I wouldn't be surprised if most of the babies who are stated to have died of "intracranial hemorrhage" actually died after redirection of care, as a result of head ultrasound findings, which isn't really the same as dying of intracranial hemorrhage. But I don’t think it is entirely clear in this study.

We are very poor at prognosticating in individual cases based on head imaging findings; as I discussed in a previous post the positive predictive value of most findings, especially those that we see in the first week, is less than 50%. Prediction, that is, for outcomes which themselves are not necessarily very important in terms of quality of life (usually standardized developmental testing (almost always the Bayley scales) at between 18 months and 2 years of age).

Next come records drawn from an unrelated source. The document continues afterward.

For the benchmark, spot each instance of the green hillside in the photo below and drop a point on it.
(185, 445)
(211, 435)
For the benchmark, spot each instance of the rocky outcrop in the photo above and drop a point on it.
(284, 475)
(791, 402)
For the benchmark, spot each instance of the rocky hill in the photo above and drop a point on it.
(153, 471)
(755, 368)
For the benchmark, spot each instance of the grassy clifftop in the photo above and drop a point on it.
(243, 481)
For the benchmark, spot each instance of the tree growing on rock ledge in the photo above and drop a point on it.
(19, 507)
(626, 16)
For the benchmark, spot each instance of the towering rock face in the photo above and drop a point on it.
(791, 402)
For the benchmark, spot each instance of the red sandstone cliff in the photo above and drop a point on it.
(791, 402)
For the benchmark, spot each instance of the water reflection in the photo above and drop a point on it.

To give one example, here is figure that I might have used before in this blog (from Merhar SL, et al: Grade and laterality of intraventricular haemorrhage to predict 18-22 month neurodevelopmental outcomes in extremely low birthweight infants. Acta Paediatr 2012, 101(4):414-418.), which shows that the proportion of infants with NDI (that is neurological impairment or a low developmental score at 24 months) was higher among infants with a grade 1 intraventricular hemorrhage who had postnatal steroids and late-onset sepsis (up to 50%), than among infants with bilateral grade 4 hemorrhage who did not have either of those complications (around 35%).

outcomes.gif

This means that in the first few days of life, when the hemorrhage is discovered, the worst finding that we see (bilateral grade 4 IVH) is associated with 65% of infants having no impairment by that definition. (Unless they go on to have sepsis or need postnatal steroids, in which case the chances of not having ‘NDI’ decrease to about 25%.)

I emphasize that this does not mean that those children who do not have ‘NDI’ will have no problems, they might for example have executive function problems, or behavioural difficulties, or serious issues with mathematics at school, but it does mean that we are lousy at predicting even what is called ‘NDI’; which is of only modest association with eventual functional outcomes.

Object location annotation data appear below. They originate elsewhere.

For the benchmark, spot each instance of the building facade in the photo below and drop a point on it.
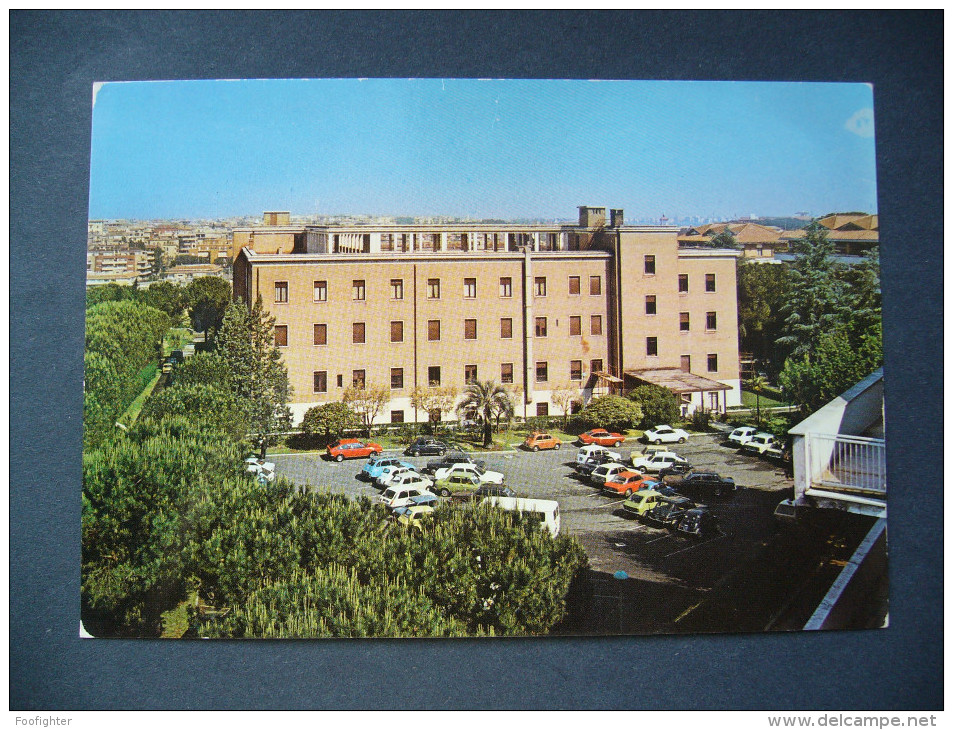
(590, 308)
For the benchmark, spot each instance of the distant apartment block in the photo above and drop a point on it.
(595, 307)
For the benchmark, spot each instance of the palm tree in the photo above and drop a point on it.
(486, 400)
(756, 384)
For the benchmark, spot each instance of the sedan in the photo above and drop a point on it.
(665, 434)
(602, 437)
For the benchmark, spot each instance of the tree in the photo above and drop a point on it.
(659, 405)
(563, 396)
(434, 401)
(487, 400)
(208, 298)
(367, 401)
(259, 378)
(329, 420)
(612, 412)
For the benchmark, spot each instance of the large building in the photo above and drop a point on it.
(593, 307)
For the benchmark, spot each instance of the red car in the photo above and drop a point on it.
(602, 437)
(352, 449)
(625, 483)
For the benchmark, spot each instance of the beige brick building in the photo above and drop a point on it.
(593, 307)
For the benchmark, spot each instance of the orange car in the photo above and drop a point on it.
(602, 437)
(536, 441)
(352, 449)
(625, 483)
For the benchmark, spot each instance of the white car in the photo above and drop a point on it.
(587, 452)
(603, 473)
(665, 434)
(262, 469)
(741, 436)
(656, 462)
(483, 475)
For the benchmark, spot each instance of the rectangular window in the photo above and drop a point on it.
(595, 324)
(320, 334)
(397, 331)
(396, 378)
(320, 381)
(540, 326)
(542, 372)
(575, 369)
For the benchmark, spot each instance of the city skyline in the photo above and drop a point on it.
(502, 149)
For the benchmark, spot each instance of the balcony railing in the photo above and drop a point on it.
(846, 463)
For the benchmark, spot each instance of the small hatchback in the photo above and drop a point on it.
(536, 441)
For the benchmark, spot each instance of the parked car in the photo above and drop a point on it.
(483, 476)
(264, 470)
(669, 511)
(602, 437)
(698, 522)
(375, 467)
(741, 435)
(603, 473)
(493, 490)
(641, 502)
(625, 482)
(665, 434)
(536, 441)
(759, 443)
(455, 483)
(707, 482)
(587, 452)
(426, 446)
(352, 449)
(454, 456)
(658, 461)
(412, 516)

Part of the problem with the poor prediction of head ultrasounds is the way they are interpreted and the way they are classified. Interpretations are somewhat subjective and there is substantial inter-observer variation in diagnosis of various lesions. Even those lesions where there is agreement however, are subject to the problems of the classification system. A small unilateral intracerebral bleed is classified as a grade 4 hemorrhage. Massive bilateral destructive lesions are also classified as grade 4 hemorrhages. The prognostic importance of those 2 extremes must be different, but you would never know from reading our literature, as there are very few articles that have tried to characterize the extent, or the laterality of the lesions. Which is one reason why I often quote the Merhar paper when I lecture about this issue, as they have done just that, and shown, in fact overall, that a unilateral grade 4 hemorrhage has no impact on 'NDI' at 18 to 22 months.

outcomes2.gif

As you can see from this graph, unilateral hemorrhages of any grade do not affect the mean MDI or PDI at 18 to 22 months, only bilateral hemorrhages, are associated with a reduction in those mean scores.

Decision making in the first week of life, based head imaging findings should be avoided.